At his second service on Sunday, 4 November 2018, the founder of Action Chapel International (ACI) said he found it amazing that some Christians get so excited about issues regarding the dead and funerals and make so much ceremony out of it.
“If you see what believers do today, the kinds of places we go. For instance, people go to the graveyard to unveil the tombs [of their dead relatives]”, he told the congregation at Spintex Road, adding: “When it was my mother’s one-year [death anniversary], I had all kinds of calls: ‘Are we going to the cemetery to unveil the tomb?’ I said: ‘What tomb?’ And I said: ‘You people can go, but I am not going anywhere. I have no covenant with the dead’.
“The Bible says: ‘Absent in the flesh, present with the Lord’. And I know some of you will say: ‘Well, but Mary Magdalene went to the tomb to anoint His [Jesus’] body’. That was the belief of the Jews; it’s not a biblical doctrine of the New Testament”, he pointed out.
Archbishop Duncan-Williams warned Christians thus: “You got to be careful when it comes to the dead; how we worship the dead, and how we engage the dead”.
“You know”, he recalled, “Bishop Dag [Heward-Mills] said something and I thought about it and it’s very true. He said: ‘If you want people to paint your house, pretend that you are dead’. And it’s true. I’ve seen people.

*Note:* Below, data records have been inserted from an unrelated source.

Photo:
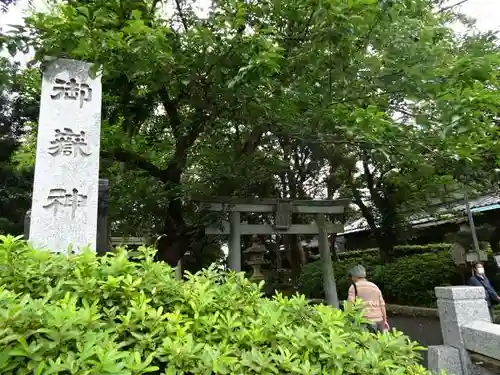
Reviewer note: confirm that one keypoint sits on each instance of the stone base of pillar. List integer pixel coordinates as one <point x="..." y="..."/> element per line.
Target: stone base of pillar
<point x="444" y="357"/>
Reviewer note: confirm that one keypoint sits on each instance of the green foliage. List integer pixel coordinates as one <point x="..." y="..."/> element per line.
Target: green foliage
<point x="264" y="98"/>
<point x="399" y="251"/>
<point x="407" y="280"/>
<point x="82" y="314"/>
<point x="18" y="101"/>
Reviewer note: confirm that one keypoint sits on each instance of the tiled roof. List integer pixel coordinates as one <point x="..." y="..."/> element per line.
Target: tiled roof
<point x="444" y="212"/>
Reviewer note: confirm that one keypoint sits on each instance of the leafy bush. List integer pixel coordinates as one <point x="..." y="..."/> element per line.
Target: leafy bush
<point x="408" y="280"/>
<point x="86" y="315"/>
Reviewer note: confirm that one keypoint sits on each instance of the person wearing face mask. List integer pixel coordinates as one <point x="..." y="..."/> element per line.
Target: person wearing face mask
<point x="479" y="279"/>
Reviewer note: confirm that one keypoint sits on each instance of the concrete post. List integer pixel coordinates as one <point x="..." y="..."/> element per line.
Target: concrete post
<point x="234" y="256"/>
<point x="458" y="306"/>
<point x="326" y="263"/>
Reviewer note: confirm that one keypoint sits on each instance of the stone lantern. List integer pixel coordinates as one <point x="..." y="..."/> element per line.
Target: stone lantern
<point x="255" y="258"/>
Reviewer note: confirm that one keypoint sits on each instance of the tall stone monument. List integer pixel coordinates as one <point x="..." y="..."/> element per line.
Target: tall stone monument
<point x="65" y="189"/>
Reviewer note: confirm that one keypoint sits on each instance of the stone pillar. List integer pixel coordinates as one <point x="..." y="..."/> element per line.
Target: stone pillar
<point x="458" y="306"/>
<point x="326" y="263"/>
<point x="66" y="180"/>
<point x="234" y="256"/>
<point x="27" y="220"/>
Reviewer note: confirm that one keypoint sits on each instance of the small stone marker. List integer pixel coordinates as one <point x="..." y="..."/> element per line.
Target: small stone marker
<point x="65" y="189"/>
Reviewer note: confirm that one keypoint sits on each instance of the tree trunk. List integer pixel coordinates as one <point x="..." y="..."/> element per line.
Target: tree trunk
<point x="385" y="244"/>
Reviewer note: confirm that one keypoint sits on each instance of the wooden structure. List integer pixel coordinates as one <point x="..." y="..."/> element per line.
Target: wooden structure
<point x="283" y="210"/>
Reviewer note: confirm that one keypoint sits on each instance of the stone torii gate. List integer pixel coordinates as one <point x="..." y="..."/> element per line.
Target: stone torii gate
<point x="283" y="210"/>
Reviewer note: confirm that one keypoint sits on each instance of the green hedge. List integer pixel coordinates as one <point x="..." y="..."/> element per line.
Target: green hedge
<point x="109" y="315"/>
<point x="408" y="280"/>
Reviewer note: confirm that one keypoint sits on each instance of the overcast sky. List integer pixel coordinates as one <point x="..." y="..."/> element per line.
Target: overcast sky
<point x="487" y="12"/>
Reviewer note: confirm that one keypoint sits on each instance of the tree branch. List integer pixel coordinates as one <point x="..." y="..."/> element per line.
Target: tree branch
<point x="181" y="15"/>
<point x="452" y="6"/>
<point x="133" y="159"/>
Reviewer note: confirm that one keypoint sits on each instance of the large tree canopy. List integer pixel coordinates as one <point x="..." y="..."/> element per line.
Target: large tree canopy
<point x="266" y="98"/>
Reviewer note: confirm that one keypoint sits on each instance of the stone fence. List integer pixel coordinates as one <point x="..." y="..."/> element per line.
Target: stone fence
<point x="471" y="340"/>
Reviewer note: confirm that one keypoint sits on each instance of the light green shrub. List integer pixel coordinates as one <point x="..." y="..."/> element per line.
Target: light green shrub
<point x="88" y="315"/>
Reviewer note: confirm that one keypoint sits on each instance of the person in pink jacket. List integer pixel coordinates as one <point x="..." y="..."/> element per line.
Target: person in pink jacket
<point x="373" y="301"/>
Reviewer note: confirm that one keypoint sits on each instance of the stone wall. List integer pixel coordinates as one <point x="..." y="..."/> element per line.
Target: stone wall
<point x="471" y="340"/>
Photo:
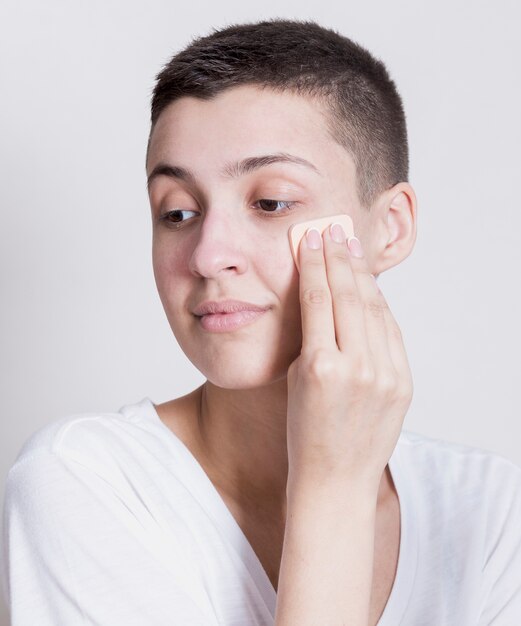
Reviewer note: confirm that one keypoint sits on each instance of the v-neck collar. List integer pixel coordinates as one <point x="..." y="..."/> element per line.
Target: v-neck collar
<point x="211" y="501"/>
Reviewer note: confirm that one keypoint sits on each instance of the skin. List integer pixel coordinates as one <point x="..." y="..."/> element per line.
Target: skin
<point x="237" y="422"/>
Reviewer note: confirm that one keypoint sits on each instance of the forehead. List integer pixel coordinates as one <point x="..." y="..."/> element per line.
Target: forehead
<point x="241" y="122"/>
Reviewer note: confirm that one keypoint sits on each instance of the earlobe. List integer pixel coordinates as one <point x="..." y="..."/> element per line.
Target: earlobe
<point x="396" y="226"/>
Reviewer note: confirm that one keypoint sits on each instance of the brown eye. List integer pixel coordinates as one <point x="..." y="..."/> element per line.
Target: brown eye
<point x="174" y="218"/>
<point x="270" y="206"/>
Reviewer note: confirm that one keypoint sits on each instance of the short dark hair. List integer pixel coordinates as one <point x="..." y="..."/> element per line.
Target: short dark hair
<point x="364" y="111"/>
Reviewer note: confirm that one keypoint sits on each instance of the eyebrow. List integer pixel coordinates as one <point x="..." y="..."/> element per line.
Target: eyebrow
<point x="231" y="170"/>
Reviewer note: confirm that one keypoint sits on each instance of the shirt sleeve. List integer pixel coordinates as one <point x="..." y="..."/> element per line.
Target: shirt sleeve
<point x="501" y="598"/>
<point x="74" y="554"/>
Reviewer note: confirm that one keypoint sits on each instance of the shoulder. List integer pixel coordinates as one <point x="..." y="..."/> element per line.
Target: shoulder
<point x="463" y="473"/>
<point x="90" y="439"/>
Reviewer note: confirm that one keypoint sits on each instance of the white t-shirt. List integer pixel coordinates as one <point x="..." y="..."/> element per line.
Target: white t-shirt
<point x="110" y="520"/>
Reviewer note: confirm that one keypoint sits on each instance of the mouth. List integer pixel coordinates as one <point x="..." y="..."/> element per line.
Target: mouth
<point x="227" y="322"/>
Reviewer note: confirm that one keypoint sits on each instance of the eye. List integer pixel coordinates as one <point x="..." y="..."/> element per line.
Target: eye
<point x="269" y="206"/>
<point x="174" y="218"/>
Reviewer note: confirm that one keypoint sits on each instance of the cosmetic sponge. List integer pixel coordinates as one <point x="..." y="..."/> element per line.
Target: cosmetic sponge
<point x="297" y="231"/>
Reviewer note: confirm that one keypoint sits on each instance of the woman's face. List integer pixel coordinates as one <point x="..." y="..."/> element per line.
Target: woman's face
<point x="228" y="235"/>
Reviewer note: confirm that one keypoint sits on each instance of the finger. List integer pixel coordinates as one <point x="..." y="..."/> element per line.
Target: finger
<point x="357" y="307"/>
<point x="318" y="329"/>
<point x="348" y="313"/>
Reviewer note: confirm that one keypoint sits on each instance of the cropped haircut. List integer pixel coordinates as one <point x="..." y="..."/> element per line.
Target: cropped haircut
<point x="363" y="109"/>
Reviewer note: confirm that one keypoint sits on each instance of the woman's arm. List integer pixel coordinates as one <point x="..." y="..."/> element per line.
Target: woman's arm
<point x="348" y="393"/>
<point x="327" y="560"/>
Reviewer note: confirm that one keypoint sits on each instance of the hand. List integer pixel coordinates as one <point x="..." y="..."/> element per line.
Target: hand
<point x="351" y="386"/>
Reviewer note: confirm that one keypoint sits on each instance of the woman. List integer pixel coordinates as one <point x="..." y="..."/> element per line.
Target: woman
<point x="283" y="490"/>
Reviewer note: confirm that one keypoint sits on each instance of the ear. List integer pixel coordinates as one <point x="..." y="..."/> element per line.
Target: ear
<point x="394" y="227"/>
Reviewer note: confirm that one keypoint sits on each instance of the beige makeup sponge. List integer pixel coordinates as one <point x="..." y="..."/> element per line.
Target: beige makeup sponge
<point x="297" y="231"/>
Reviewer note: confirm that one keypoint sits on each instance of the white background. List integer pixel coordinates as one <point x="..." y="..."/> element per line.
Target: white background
<point x="82" y="326"/>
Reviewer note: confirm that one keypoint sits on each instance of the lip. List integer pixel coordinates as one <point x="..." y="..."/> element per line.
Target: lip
<point x="212" y="307"/>
<point x="226" y="322"/>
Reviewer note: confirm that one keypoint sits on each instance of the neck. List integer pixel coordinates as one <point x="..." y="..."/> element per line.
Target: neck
<point x="239" y="437"/>
<point x="242" y="434"/>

“One of my distant family [members] is dead and her granddaughter is in the church here, a nice beautiful lady, and the amount of money she has spent to perform the One-Week [ceremony] and everything! … She was here to see me and she was crying, I gave her comfort and I said: ‘Don’t cry girl’. But the amount of money we spent!

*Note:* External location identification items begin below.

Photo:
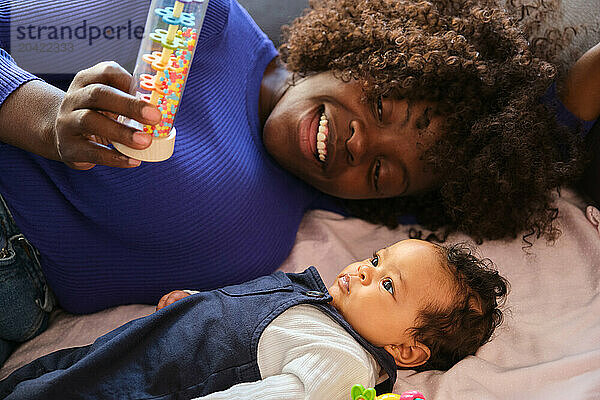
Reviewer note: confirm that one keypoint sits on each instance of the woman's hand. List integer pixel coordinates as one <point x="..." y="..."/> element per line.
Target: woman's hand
<point x="171" y="298"/>
<point x="86" y="119"/>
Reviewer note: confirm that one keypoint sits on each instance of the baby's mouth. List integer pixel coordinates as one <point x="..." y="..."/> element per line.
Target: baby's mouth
<point x="322" y="136"/>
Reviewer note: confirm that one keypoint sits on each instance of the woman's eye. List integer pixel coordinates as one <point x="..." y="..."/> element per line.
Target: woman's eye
<point x="376" y="175"/>
<point x="388" y="285"/>
<point x="375" y="259"/>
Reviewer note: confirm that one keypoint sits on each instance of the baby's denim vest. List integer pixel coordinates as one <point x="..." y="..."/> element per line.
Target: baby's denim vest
<point x="201" y="344"/>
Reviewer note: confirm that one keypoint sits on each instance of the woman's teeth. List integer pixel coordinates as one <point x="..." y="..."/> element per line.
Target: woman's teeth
<point x="322" y="138"/>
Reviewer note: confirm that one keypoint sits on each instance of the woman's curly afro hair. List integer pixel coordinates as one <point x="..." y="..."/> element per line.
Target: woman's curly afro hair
<point x="502" y="152"/>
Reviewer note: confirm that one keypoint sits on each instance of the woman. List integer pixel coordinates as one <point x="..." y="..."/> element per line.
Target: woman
<point x="430" y="110"/>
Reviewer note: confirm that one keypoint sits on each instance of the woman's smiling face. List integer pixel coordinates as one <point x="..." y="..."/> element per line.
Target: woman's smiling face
<point x="367" y="150"/>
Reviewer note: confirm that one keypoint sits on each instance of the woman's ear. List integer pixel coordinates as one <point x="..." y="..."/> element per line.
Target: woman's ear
<point x="409" y="356"/>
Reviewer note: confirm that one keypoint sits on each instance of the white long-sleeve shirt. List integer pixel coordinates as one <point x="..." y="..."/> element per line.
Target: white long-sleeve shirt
<point x="304" y="354"/>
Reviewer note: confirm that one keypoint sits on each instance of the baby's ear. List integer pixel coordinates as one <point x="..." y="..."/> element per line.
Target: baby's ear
<point x="409" y="356"/>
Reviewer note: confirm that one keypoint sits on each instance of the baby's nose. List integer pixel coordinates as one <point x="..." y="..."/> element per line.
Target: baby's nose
<point x="365" y="274"/>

“And I was told of a true story of a man that was sick somewhere in a region in Ghana, I won’t mention the name, and after many months, nobody cared about him. And he was well and the doctor said: ‘I have to discharge you now that you are well’. He said: ‘Call my family and tell them to come pay the bill’. And when he [Doctor] called them [family] to pay the bill, they insulted the doctor. They said: ‘You’re sick. We should come and pay that kind of money. Let him find the money and pay now that he’s well’.

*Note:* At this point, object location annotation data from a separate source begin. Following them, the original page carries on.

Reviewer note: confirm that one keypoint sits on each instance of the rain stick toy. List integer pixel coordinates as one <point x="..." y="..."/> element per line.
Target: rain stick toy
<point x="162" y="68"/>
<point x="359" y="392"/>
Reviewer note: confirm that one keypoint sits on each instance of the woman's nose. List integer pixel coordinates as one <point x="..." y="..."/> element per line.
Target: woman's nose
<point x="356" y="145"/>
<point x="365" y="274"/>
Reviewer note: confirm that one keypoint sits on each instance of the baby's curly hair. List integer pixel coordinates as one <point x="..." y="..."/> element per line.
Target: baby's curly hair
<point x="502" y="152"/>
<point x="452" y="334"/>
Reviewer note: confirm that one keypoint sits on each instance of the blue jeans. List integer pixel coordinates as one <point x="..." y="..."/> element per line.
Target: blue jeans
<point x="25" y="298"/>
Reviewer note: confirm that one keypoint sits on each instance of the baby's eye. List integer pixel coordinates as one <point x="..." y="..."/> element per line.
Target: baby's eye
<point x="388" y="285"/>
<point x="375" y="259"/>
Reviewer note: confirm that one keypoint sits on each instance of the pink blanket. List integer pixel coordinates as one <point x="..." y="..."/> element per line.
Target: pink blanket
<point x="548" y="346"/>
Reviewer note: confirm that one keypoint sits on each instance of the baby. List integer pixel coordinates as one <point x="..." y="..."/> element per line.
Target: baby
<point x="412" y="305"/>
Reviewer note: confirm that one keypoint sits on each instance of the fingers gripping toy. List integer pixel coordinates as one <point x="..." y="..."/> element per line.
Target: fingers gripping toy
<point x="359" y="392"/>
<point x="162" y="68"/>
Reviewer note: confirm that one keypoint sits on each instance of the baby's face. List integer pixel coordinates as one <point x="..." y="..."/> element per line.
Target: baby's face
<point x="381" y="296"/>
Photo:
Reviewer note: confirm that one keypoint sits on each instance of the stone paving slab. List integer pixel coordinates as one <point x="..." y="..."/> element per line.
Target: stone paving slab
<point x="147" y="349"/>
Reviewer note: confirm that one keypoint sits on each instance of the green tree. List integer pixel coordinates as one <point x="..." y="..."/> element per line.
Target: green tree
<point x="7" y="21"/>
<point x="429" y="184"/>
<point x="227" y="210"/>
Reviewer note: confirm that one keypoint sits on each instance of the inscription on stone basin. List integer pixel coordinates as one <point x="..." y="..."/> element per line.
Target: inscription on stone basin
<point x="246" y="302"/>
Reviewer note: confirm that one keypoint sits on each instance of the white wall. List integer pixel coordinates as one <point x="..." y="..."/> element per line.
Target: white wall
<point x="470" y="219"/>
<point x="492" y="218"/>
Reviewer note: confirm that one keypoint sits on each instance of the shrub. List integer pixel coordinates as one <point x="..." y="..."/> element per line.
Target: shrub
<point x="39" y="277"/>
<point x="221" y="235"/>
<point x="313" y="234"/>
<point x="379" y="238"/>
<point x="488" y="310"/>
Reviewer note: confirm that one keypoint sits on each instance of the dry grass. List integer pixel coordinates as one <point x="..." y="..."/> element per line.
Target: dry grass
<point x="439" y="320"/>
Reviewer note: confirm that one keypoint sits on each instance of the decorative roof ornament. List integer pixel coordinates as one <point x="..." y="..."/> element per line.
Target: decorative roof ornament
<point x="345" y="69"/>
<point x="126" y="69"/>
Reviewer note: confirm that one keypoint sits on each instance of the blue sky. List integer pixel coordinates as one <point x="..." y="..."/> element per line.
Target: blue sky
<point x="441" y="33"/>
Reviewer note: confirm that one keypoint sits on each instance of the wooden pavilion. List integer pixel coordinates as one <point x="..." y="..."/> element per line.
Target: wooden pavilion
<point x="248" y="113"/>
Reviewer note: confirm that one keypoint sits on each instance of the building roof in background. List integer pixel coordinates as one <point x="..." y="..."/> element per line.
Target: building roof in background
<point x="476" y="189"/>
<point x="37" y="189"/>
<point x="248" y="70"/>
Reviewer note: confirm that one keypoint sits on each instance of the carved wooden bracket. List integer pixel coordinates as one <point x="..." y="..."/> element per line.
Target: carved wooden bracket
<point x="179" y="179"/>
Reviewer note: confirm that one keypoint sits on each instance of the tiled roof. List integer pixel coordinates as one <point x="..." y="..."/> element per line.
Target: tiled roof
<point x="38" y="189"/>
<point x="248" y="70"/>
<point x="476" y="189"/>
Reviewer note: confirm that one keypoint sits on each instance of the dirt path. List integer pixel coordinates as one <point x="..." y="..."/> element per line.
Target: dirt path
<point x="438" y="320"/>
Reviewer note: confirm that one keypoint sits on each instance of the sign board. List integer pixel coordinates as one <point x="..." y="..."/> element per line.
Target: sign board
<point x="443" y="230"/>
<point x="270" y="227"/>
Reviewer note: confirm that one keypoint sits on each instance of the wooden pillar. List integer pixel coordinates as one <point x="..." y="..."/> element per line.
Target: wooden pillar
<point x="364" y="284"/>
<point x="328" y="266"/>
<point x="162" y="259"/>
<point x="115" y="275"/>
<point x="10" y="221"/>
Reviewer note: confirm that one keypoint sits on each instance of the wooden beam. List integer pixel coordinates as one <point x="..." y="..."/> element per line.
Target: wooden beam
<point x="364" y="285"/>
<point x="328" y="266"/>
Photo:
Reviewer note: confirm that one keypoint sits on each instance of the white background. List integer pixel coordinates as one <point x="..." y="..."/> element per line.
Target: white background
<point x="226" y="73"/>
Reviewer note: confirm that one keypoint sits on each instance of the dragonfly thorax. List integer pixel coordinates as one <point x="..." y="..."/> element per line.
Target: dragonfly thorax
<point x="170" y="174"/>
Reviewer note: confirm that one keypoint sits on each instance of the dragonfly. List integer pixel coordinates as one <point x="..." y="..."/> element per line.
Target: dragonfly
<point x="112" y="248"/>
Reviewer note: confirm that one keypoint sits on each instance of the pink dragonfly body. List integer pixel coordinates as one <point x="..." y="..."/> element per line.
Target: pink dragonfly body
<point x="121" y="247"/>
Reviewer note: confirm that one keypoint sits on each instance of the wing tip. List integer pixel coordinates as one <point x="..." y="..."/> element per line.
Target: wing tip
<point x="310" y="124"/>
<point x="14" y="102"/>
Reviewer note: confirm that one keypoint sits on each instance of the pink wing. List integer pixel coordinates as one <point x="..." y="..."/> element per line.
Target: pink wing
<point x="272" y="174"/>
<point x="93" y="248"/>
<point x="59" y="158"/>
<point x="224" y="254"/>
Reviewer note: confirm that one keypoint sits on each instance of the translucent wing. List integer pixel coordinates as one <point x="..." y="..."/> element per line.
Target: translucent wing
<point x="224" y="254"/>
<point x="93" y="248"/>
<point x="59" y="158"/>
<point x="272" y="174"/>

“So, he said to the doctor: ‘Don’t worry, wait for a few weeks and call them and tell them that: ‘Your family member is dead’’. And when after a few weeks he called them and said: ‘Your ‘So so and so’ is dead’”, the family immediately exclaimed: ‘Oh, we have a funeral’.
“So, they called everybody to contribute and bring money. And he [Doctor] said: ‘Triple the amount, add more to it’. So, they brought the money, cash. They paid, he [Doctor] gave them a receipt, and he said: ‘Let me take you to the mortuary’. He carried them to the room where the man was. When they got there, he [the sick man] was seated on the bed with powder all over [him]. Then they [family members] screamed: ‘Ghost!’ Then they said: ‘Doctor, give us back our money, we’ll beat you’. The doctor said: ‘It’s too late’.
“The way we celebrate the dead in this country, if the money we spend on the dead, we spend it on people when they are alive, they’ll live long and they won’t die. We have value for the dead. And I hear people say: ‘I’m going to pay my last respects’, then they come and stand by the casket [and bow]’. You’re lying; hypocrite, liar. You are laughing when you go and stand there”, he said.